Sitting, doing nothing, the spring comes and the grass grows by itself.

That is the whole Buddhist approach: that anything that you do will create and enhance the doer – watching also, thinking also, surrendering also. Anything that you do will create the trap.

Nothing is needed to be done on your part. Just be, and let things happen. Don’t try to manage, don’t try to manipulate. Let the breeze pass, let the sunrays come, let life dance, and let death come and have its dance in you too.

This is my meaning of sannyas: it is not something that you do, but when you drop all doing and see the absurdity of doing. Who are you to do? You are just a wave in this ocean. One day you are, another day you will disappear; the ocean continues.

Why should you be so worried? You come, you disappear. Meanwhile, for this small interval, you become worried and tensed, and you take all the burdens on your shoulders, and you carry rocks on your heart – for no reason at all.

You are free this very moment!

I declare you enlightened in this very moment. But you don’t trust me. You say, “That’s right, Bhagwan (Osho), but just tell us how to become enlightened.”

That becoming, that achieving, that desiring, goes on jumping on every object that you can find. Sometimes it is money, sometimes it is god. Sometimes it is power, sometimes it is meditation – but any object, and you start grabbing it. Non-grabbing is the way to live the real life, the true life, non-grasping, non-possessing.

Let things happen, let life be a happening, and there is joy, there is rejoicing – because then there is no frustration, never, because you had never expected anything in the first place. Whatsoever comes is good, is welcome. There is no failure, no success. That game of failure and success has been dropped.

The sun comes in the morning and wakes you, and the moon comes in the evening and sings a lullaby and you go to sleep. Hunger comes and you eat, and so on and so forth. That’s what Zen masters mean when they say: “When hungry, eat, when sleepy, sleep, and there is nothing else to do.”

I’m not teaching you inaction. I’m not saying don’t go and work, I’m not saying don’t earn your bread, I’m not saying renounce the world and depend on others and become exploiters; no, not at all. But don’t be a doer.

Yes, when you are hungry you have to eat, and when you have to eat you have to earn the bread – but there is nobody doing it. It is hunger itself that is working; there is nobody else doing it. It is thirst itself that is taking you toward the well or toward the river. It is thirst itself moving; there is nobody who is thirsty.

Drop nouns and pronouns in your life and let verbs live.

Buddha says: “The truth is that when you see a dancer, there is no dancer but only a dance. When you see a river, there is no river but only rivering. When you see a tree, there is no tree but only treeing. When you see a smile, there is nobody who is smiling, there is only smile, smiling. When you see love, there is nobody who is a lover but only loving. Life is a process.”

But we are accustomed to thinking in terms of static nouns. That creates trouble. And there is nothing static – all is flux and flowing.
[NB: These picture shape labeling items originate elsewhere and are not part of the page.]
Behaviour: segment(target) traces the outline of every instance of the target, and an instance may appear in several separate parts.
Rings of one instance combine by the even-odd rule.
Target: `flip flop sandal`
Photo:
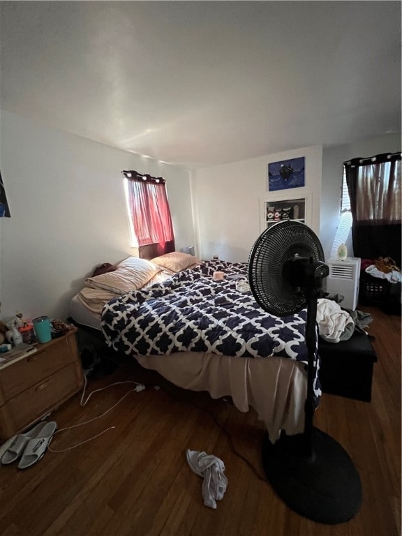
[[[26,469],[39,461],[46,452],[49,441],[57,429],[54,421],[46,423],[46,425],[35,438],[29,439],[22,454],[22,457],[18,463],[18,469]]]
[[[11,443],[9,445],[7,450],[4,452],[0,461],[2,465],[6,466],[8,463],[13,463],[16,461],[22,454],[27,443],[31,438],[35,438],[46,425],[45,422],[38,422],[34,428],[29,430],[25,433],[19,433],[12,438]]]

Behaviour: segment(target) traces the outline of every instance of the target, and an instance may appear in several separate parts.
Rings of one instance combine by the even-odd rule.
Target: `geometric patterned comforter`
[[[237,290],[247,281],[246,263],[203,262],[162,283],[128,292],[103,308],[107,344],[126,354],[165,355],[191,350],[223,355],[306,362],[306,311],[278,318],[262,309],[251,291]],[[215,271],[225,273],[215,281]]]
[[[306,310],[278,318],[260,307],[248,281],[247,263],[209,260],[163,283],[115,298],[104,306],[101,328],[107,345],[127,355],[163,355],[190,350],[221,355],[277,355],[307,362]],[[215,271],[225,273],[215,281]],[[320,394],[318,368],[315,402]]]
Flow with it, flow with this river, and never be a doer. Even when you are doing don’t be a doer. There is doing but there is no doer. Once this insight settles in you there is nothing else.

Enlightenment is not something like a goal that has to be attained. It is the very ordinary life, this simple life that surrounds you. But when you are not struggling, this ordinary life becomes extraordinarily beautiful.

Then trees are greener, then birds sing in richer tones, then everything that is happening around is precious. Then ordinary pebbles are diamonds.

Accept this simple, ordinary life. Just drop the doer. And when I say drop the doer, don’t become a dropper! Seeing into the reality of it, it disappears.